Questo particolare della vita seminaristica, che considero negativo, è stato ora cancellato dall'arcivescovo Gastaldi. I chierici, se si sentono preparati, possono ricevere l'Eucaristia tutti i giorni.
Re di coppe e fante di spade
Durante il tempo libero, il gioco comune era « barra rotta ». All'inizio ci presi un gusto matto. Ma poi pensai che era molto simile ai giochi dei saltimbanchi, a cui avevo deciso di rinunciare. Lo lasciai.
In certi giorni era permesso giocare ai tarocchi. Per un certo tempo fu il mio divertimento preferito. Ma anche qui c'era il dolce e l'amaro. Non ero un giocatore straordinario, tuttavia vincevo quasi sempre. Alla fine delle partite avevo le mani piene di soldi. Ma al vedere i miei compagni tristi perché li avevano perduti, diventavo più triste di loro. Inoltre, a forza di fissare l'attenzione sulle carte, mentre studiavo o pregavo avevo sempre in mente il re di coppe e il fante di spade. Per questi motivi, a metà del secondo anno di filosofia, decisi di smettere. Quando il tempo libero aveva una certa durata, organizzavamo allegre passeggiate nelle verdi località che circondano Chieri. Quelle passeggiate erano anche utili allo studio. S'improvvisavano vivaci gare di quiz, con domande-risposte sulle materie scolastiche.
Anche all'interno del seminario, quando pioveva o il tempo era rigido, ci davamo convegno nel salone da pranzo. Nascevano vivaci dispute sugli argomenti più svariati, di scuola e non di scuola. Quel « circolo scolastico », di cui ero presidente e giudice inappellabile, era per me un vero divertimento, ed era utile per lo studio, la bontà e la salute. Le domande più interessanti le poneva sempre Luigi Comollo, che era entrato in seminario un anno dopo di me. Domenico Peretti, che sarebbe diventato parroco di Buttigliera, parlava come un giovane oratore, e aveva sempre una risposta pronta ad ogni problema. Garigliano parlava poco, ma ascoltava con molta attenzione, e aggiungeva commenti e riflessioni illuminanti. Nelle nostre chiacchierate venivano a galla un sacco di argomenti e di notizie scientifiche, che nessuno era in grado di approfondire o rettificare. Allora ci dividevamo il lavoro. A ognuno veniva affidata una nozione, un argomento. Doveva approfondirlo, e riferire al « circolo » i risultati della sua ricerca.
La manica tirata da Luigi
Sovente la mia ricreazione era interrotta da Luigi. Mi tirava per una manica, mi invitava a seguirlo e mi conduceva in chiesa. Lì mi faceva pregare: visita al SS. Sacramento, preghiera per gli agonizzanti, recita del rosario, ufficio della Madonna per le anime del purgatorio.

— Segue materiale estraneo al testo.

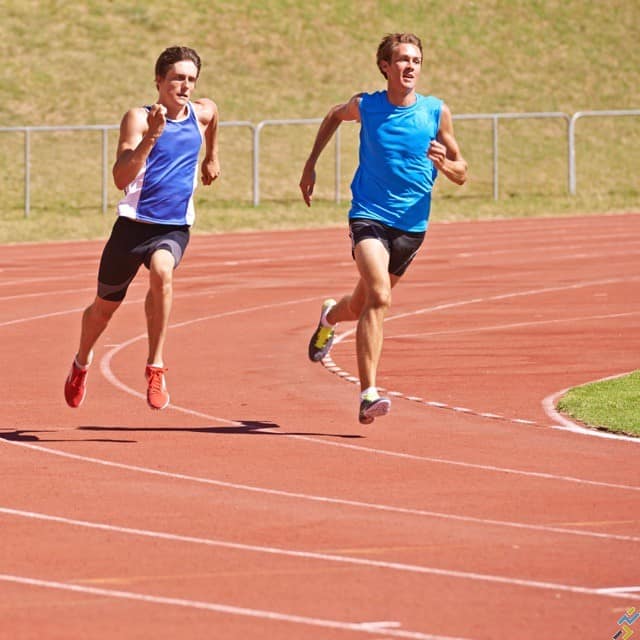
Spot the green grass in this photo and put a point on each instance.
(612, 405)
(72, 62)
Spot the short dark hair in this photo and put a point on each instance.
(392, 40)
(175, 54)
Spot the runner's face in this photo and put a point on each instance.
(176, 87)
(404, 69)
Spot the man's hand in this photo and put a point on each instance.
(437, 153)
(210, 170)
(307, 182)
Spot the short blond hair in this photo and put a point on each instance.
(390, 42)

Quel ragazzo meraviglioso fu una grande fortuna per me. Sapeva scegliere il momento più adatto per avvisarmi, farmi una correzione, dirmi una parola di incoraggiamento. Faceva tutto con tanta gentilezza e carità che provavo piacere ad essere richiamato da lui.

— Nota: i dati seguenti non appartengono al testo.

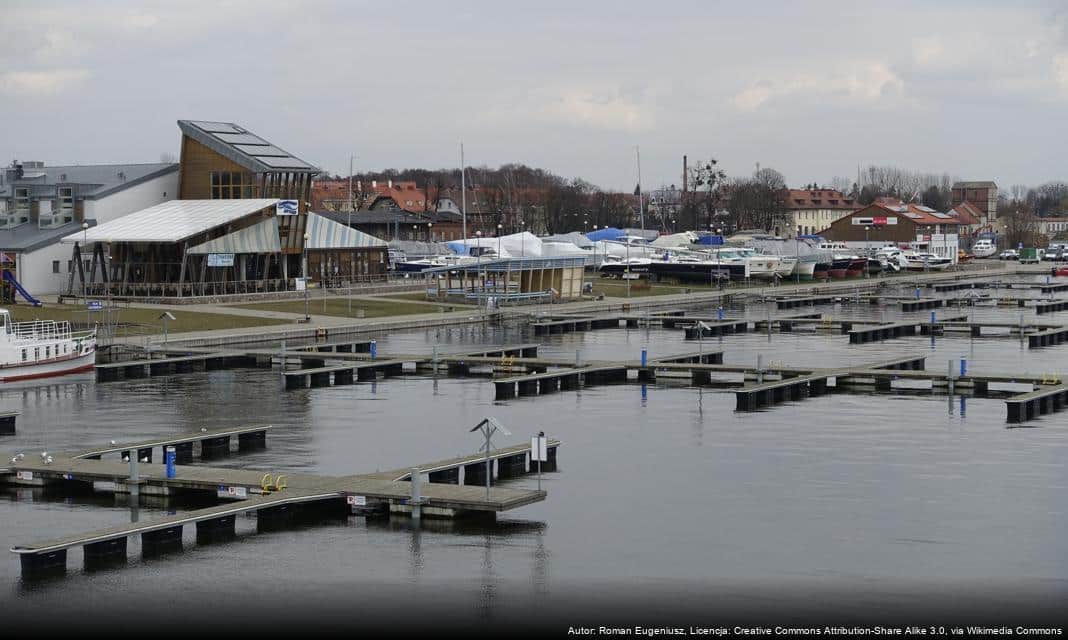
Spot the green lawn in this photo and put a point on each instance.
(375, 308)
(642, 287)
(185, 321)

Eravamo molto amici. Tentavo di imitarlo, ma ero cento chilometri indietro. Tuttavia, se non sono stato rovinato dai compagni più dissipati, se ho perseverato seriamente nella mia vocazione, lo debbo a lui.

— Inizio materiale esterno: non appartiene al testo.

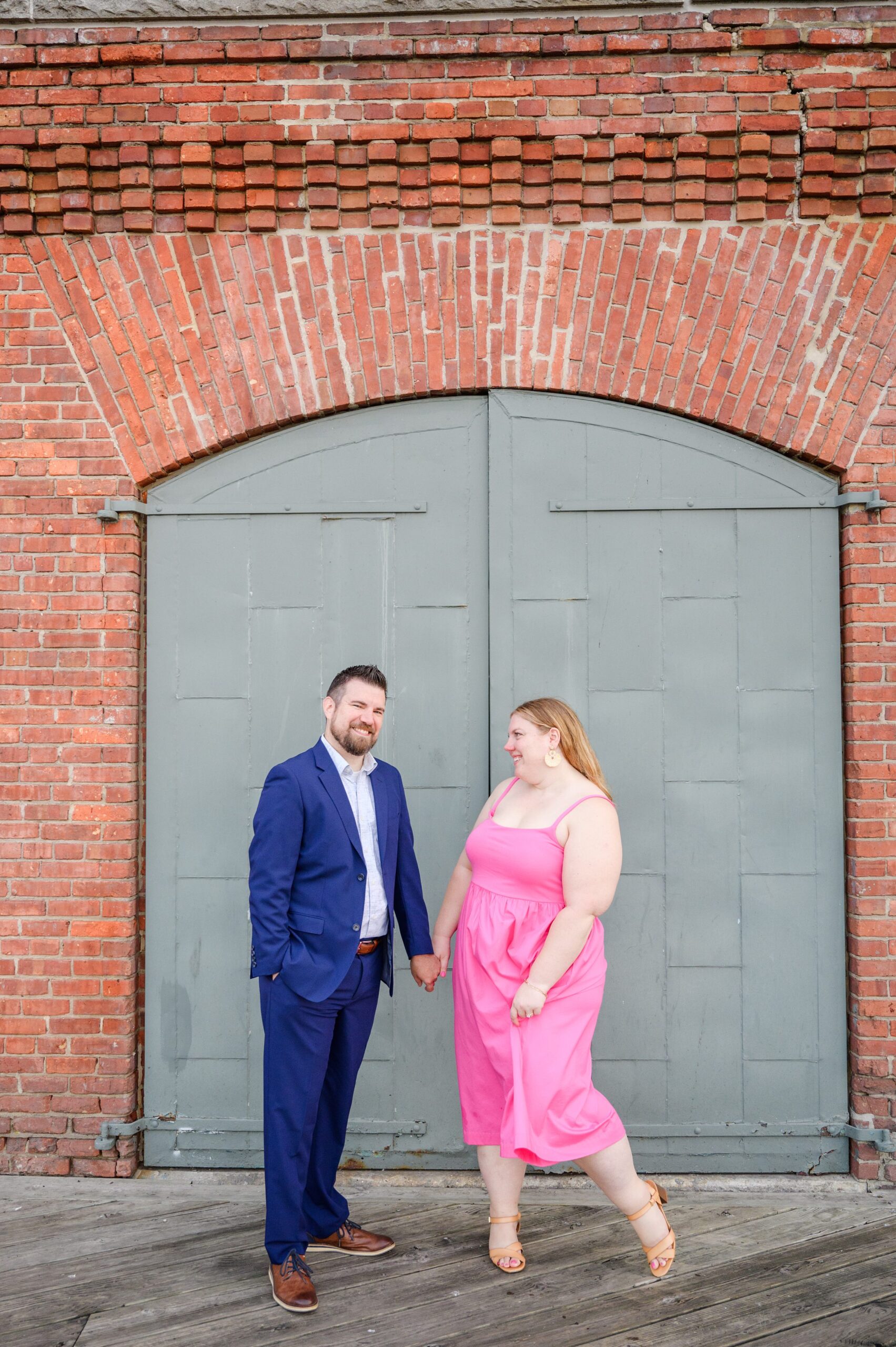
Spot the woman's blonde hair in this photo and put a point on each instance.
(550, 713)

In una sola cosa non ho nemmeno tentato di imitarlo: nella mortificazione. Aveva solo 19 anni e digiunava rigorosamente per tutta la quaresima, digiunava ogni sabato in onore della Madonna. Sovente saltava la colazione, a volte pranzava a pane e acqua. Sopportava con dolce pazienza le parole sgarbate, gli atteggiamenti di freddo disprezzo. In chiesa e a scuola era esatto in tutto.
Mi sembrava impossibile che riuscisse a tanto. Più che un amico, era un ideale per me, un modello altissimo di virtù, uno stimolo continuo a scuotere la pigrizia per essere un poco come lui.